On The Fringe: 808Vic Is Your Friendly Neighbourhood Bedroom Musician
On the Fringe will attempt to tell stories of artists who otherwise would not receive mainstream media’s attention due to the absence of representation or the necessary publicity. While some…
●10th February 2021
On the Fringe will attempt to tell stories of artists who otherwise would not receive mainstream media’s attention due to the absence of representation or the necessary publicity. While some people may notbe as keen on discovery as some of us, it is essential to chronicle the rise of emerging talents that can create timeless records. Artists covered in the series will be at differing stages in their journeys, but they will all be emerging acts somehow — either unto larger audiences or more niche ones.
21-year-old Victory Obot, known more commonly as 808Vic, is a producer and singer from Nigeria (by way of London, UK). Known professionally as 808vic, he began pursuing music in 2016 as a producer, with his first real outlet being Soundcloud. Moving to London at 16 for his Bachelor’s degree, he quickly found an outlet in making beats on LMMS (formerly Linux Multimedia Studio).
Growing tired of having his beats sat on, he began putting his vocals on records in 2018. The unintended inspiration of a crush led to him recording a song and uploading it to SoundCloud. With no real experience mixing vocals until he started to record his, this was key to his evolution following his first project, Floppy Files.
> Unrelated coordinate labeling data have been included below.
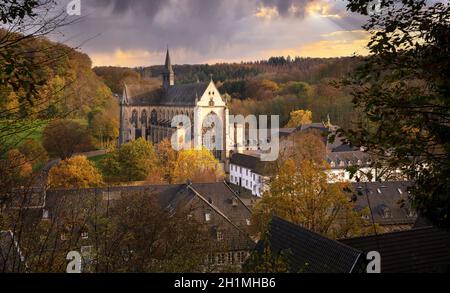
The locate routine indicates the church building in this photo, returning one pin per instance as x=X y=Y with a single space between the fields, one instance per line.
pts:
x=149 y=114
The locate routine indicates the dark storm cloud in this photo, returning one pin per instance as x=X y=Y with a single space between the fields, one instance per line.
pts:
x=204 y=28
x=148 y=7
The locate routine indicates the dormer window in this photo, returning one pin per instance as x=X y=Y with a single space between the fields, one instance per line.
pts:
x=386 y=212
x=45 y=214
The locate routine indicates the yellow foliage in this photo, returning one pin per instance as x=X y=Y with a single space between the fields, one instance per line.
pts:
x=300 y=117
x=76 y=172
x=197 y=166
x=300 y=193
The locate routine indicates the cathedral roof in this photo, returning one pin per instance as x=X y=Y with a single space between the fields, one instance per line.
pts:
x=176 y=95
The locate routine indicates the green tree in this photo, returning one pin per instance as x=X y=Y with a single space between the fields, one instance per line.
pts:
x=402 y=91
x=34 y=152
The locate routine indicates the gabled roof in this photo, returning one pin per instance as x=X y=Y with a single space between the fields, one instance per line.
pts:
x=422 y=250
x=310 y=252
x=251 y=162
x=176 y=95
x=388 y=200
x=215 y=198
x=184 y=94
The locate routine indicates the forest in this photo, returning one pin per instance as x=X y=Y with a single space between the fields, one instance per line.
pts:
x=276 y=86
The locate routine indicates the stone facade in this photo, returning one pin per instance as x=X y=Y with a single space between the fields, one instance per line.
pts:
x=149 y=113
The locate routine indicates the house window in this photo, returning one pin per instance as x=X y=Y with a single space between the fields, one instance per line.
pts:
x=219 y=236
x=221 y=258
x=242 y=256
x=210 y=259
x=230 y=258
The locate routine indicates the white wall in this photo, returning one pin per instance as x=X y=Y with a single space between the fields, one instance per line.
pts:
x=247 y=179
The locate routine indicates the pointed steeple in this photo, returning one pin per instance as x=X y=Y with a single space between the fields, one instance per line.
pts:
x=168 y=74
x=168 y=64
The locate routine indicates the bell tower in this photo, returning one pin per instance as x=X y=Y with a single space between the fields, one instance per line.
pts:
x=168 y=74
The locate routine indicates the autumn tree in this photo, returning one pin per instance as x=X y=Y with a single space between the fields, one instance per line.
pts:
x=299 y=118
x=64 y=138
x=133 y=161
x=304 y=146
x=75 y=172
x=15 y=169
x=402 y=91
x=197 y=166
x=104 y=127
x=142 y=236
x=34 y=152
x=301 y=194
x=167 y=158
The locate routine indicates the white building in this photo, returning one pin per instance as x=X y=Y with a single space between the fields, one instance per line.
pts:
x=249 y=172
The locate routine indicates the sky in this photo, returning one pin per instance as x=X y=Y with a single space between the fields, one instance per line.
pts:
x=134 y=33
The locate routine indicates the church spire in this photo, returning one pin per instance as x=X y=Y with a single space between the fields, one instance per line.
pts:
x=168 y=74
x=168 y=64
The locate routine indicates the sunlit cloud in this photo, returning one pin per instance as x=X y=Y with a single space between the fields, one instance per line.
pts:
x=334 y=44
x=322 y=8
x=267 y=13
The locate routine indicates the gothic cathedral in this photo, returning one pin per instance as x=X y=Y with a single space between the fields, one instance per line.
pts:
x=149 y=113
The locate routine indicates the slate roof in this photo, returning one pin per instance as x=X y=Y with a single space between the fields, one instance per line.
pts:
x=251 y=162
x=176 y=95
x=214 y=198
x=422 y=250
x=388 y=200
x=310 y=252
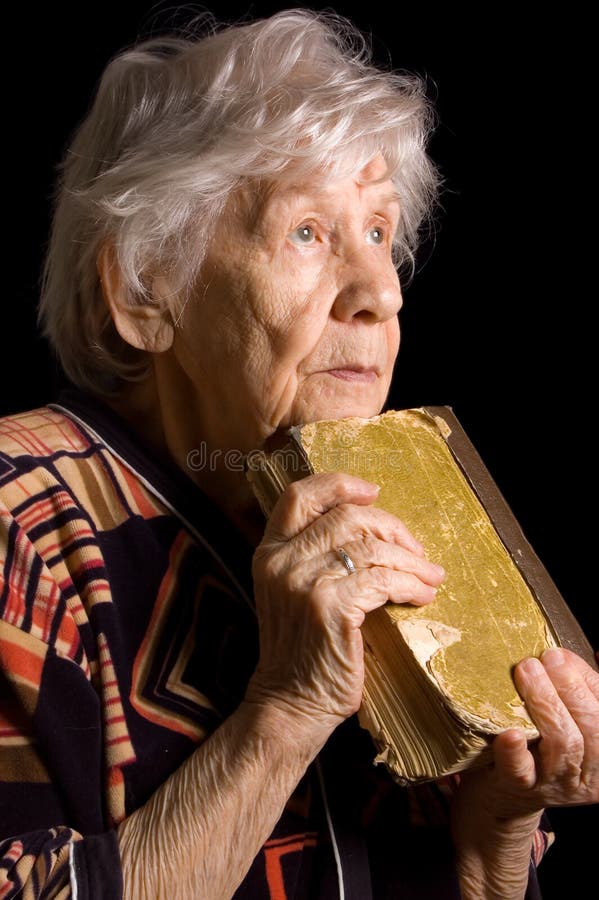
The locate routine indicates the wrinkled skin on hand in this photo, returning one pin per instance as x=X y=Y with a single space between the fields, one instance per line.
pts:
x=561 y=693
x=497 y=809
x=310 y=610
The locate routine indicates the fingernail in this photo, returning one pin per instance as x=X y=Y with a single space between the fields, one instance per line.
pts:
x=532 y=667
x=553 y=658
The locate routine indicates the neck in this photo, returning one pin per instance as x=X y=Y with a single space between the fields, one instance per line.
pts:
x=168 y=424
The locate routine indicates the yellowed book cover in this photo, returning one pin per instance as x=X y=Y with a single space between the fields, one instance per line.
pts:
x=438 y=682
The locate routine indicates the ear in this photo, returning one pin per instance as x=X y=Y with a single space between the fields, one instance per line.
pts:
x=148 y=325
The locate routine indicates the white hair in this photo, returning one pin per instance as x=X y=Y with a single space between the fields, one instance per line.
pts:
x=177 y=124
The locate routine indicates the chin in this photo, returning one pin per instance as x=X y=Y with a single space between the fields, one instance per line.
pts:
x=341 y=409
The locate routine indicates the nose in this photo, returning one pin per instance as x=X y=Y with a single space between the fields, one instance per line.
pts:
x=367 y=288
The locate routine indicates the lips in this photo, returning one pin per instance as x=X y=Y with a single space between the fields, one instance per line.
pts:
x=365 y=374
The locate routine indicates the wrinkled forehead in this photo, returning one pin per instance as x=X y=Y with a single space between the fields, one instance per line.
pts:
x=253 y=200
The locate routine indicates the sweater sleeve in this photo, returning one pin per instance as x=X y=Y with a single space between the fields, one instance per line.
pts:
x=55 y=839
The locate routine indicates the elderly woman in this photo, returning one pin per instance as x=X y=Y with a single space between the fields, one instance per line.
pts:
x=180 y=677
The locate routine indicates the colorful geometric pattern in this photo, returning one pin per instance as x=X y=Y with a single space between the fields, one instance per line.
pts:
x=126 y=637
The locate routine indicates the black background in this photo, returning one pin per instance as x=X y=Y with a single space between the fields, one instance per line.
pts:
x=496 y=321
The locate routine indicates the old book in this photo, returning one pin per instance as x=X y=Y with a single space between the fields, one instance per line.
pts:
x=438 y=684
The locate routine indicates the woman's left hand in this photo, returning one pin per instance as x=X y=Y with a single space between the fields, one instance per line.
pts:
x=561 y=693
x=496 y=810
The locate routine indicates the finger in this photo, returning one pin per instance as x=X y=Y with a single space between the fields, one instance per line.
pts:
x=513 y=759
x=561 y=748
x=370 y=588
x=569 y=677
x=305 y=501
x=590 y=675
x=370 y=551
x=331 y=508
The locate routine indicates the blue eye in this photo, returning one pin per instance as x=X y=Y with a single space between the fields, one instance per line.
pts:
x=375 y=236
x=303 y=235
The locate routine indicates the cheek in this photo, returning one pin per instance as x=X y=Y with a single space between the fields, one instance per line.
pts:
x=299 y=311
x=393 y=339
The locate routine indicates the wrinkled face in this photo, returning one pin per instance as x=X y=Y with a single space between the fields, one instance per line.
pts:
x=295 y=315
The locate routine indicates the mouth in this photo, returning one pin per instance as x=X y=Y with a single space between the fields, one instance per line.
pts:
x=359 y=374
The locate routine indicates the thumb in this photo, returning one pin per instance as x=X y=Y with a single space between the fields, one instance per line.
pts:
x=513 y=759
x=306 y=500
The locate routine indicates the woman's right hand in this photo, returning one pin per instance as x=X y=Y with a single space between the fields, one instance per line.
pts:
x=310 y=610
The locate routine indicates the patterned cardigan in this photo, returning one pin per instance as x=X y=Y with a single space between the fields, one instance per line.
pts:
x=127 y=634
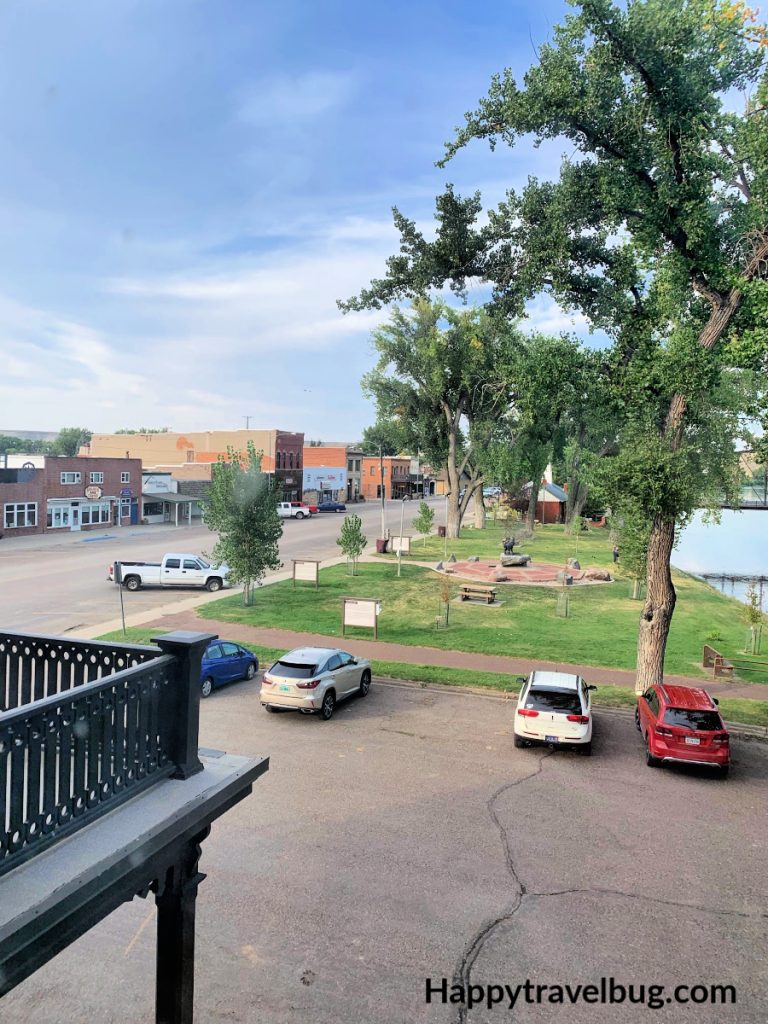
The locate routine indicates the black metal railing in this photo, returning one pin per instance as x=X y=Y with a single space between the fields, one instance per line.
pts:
x=86 y=745
x=33 y=668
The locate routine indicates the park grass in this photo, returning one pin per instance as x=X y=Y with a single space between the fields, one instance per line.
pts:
x=600 y=631
x=733 y=709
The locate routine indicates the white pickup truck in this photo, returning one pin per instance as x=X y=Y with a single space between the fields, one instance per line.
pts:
x=174 y=570
x=292 y=510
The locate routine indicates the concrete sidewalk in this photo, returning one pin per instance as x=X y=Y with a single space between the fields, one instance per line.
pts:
x=382 y=651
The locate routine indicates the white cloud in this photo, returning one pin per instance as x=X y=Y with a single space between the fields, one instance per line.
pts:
x=285 y=100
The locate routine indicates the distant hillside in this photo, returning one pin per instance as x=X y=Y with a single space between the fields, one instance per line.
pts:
x=31 y=435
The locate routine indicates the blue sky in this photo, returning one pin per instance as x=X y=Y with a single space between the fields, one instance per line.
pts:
x=187 y=186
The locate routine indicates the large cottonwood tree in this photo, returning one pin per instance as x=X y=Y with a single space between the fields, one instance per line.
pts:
x=656 y=228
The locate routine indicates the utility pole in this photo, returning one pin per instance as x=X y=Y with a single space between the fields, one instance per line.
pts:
x=383 y=510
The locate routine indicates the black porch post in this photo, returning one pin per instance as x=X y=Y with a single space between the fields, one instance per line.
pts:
x=176 y=897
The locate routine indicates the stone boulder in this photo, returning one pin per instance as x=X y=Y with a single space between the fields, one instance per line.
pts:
x=601 y=574
x=509 y=560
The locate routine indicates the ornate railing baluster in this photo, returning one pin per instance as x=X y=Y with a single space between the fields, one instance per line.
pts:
x=85 y=725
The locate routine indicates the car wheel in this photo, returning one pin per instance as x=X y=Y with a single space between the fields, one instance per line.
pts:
x=365 y=682
x=328 y=707
x=650 y=761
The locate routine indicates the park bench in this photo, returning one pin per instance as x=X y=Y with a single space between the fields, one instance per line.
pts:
x=468 y=591
x=98 y=747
According to him, songwriting has been the most significant addition to his skill-set.
Listeners have described his music as a lot of things. From bedroom pop to alt R&B. “I only accept bedroom pop because I started making beats and recording in my own room in uni,” he clarifies.
He believes his musical background set the tone for his journey. His family was heavily involved in the church choir growing up. “My mum was a choir head; my uncle played instruments in church too,” he reveals. “So I’ve always been around music. Like listening to music while doing chores with your family. Certain attributes just become more prevalent.”
Some of his earliest collaborative efforts involved sending beats to fledgling artists over the internet. One of such collaborators was rapper Mafeni. They ended up working together on his debut project, Enjoy. Before that, he had only played his beats for his older brother, Burgundy, who also rapped. Burgundy would go on to appear on his second tape, Wav’s for the Summer. He describes these as some of the most validating moments he has experienced musically — having people he respected reciprocate the respect he showed their work.
His creative process usually begins with fleshing his beats out first: he picks a chord or tune and goes from there until a composition emerges. Then he picks a theme to write around until the words are adequate.
While describing his ideal audience, he alludes to the fact that his music is reflective; hence, his listeners are too. “I would say I make music for introspective kids, people who are in their feelings a lot. I try to make it as raw as possible. People who just like relaxed music generally and enjoy easy listening,” he explains. Anyone who listens to some of Nigeria’s more traditional genres knows that the music often isn’t in the vein described above — in fact, it is quite the opposite. Pensive thoughts and emotional vulnerability are not subject matter we are big on; hence the importance of creating this dichotomy for a younger generation cannot be underestimated.
Multidisciplinary artist, Ria of Mars, has been responsible for the recent creative direction his art has taken – a crucial development that could be responsible for his uptick in recent times. “Before I met her, I was doing most of my art direction and work myself,” Vic explains. “Scumboy did the covers for Floppy Files and Wav’s. Before Ria, I wasn’t as intentional with that, but recently she’s been very a big part of my whole thing.” His partner (as well as collaborator), Ria has provided the visual elements for his most recent singles, “Desolé” and “Overstayed”.
The impact the singles have had in the short time since release has been a step up from the attention Vic has been accustomed to so far. With placements on Spotify’s “Fresh Finds” and BBC1Xtra in the last few weeks, it appears all the hard work is finally starting to create some buzz around the artist and his faction of frequent collaborators.
“It’s really sick. We [Ria and I] had plans for 2021, a full structure,” Vic excitedly gushes. “One of the goals was for this to happen, but I did not expect either of these songs to do as well. It’s really sick that the song with Kiyo [“Overstayed”] is doing so well too. We got on BBC 1 Xtra. I really hope the attention translates for the rest of the people in this space.”
We also discussed the impact he hopes he can have on the industry here and some of the things we could be doing better as a community. “Some of us have gotten looks from African publications, but that has not really translated into more engagement. Nigeria isn’t exactly giving us looks right now,” he says, highlighting the fact that regardless of the quality of music, listeners are more inclined to stick to familiar names to the detriment of artists attempting to broaden the soundscape. “Kiyo dropped an amazing album last year. Icy dropped some good songs last year. Sir Bastien is doing a lot as far as production and music in general. There is a whole subculture of Nigerian kids making next-level stuff. People just need to tap in.”
With a debut album in the works and a handful of singles out, there might never be a better time to tune in to Vic’s music than now.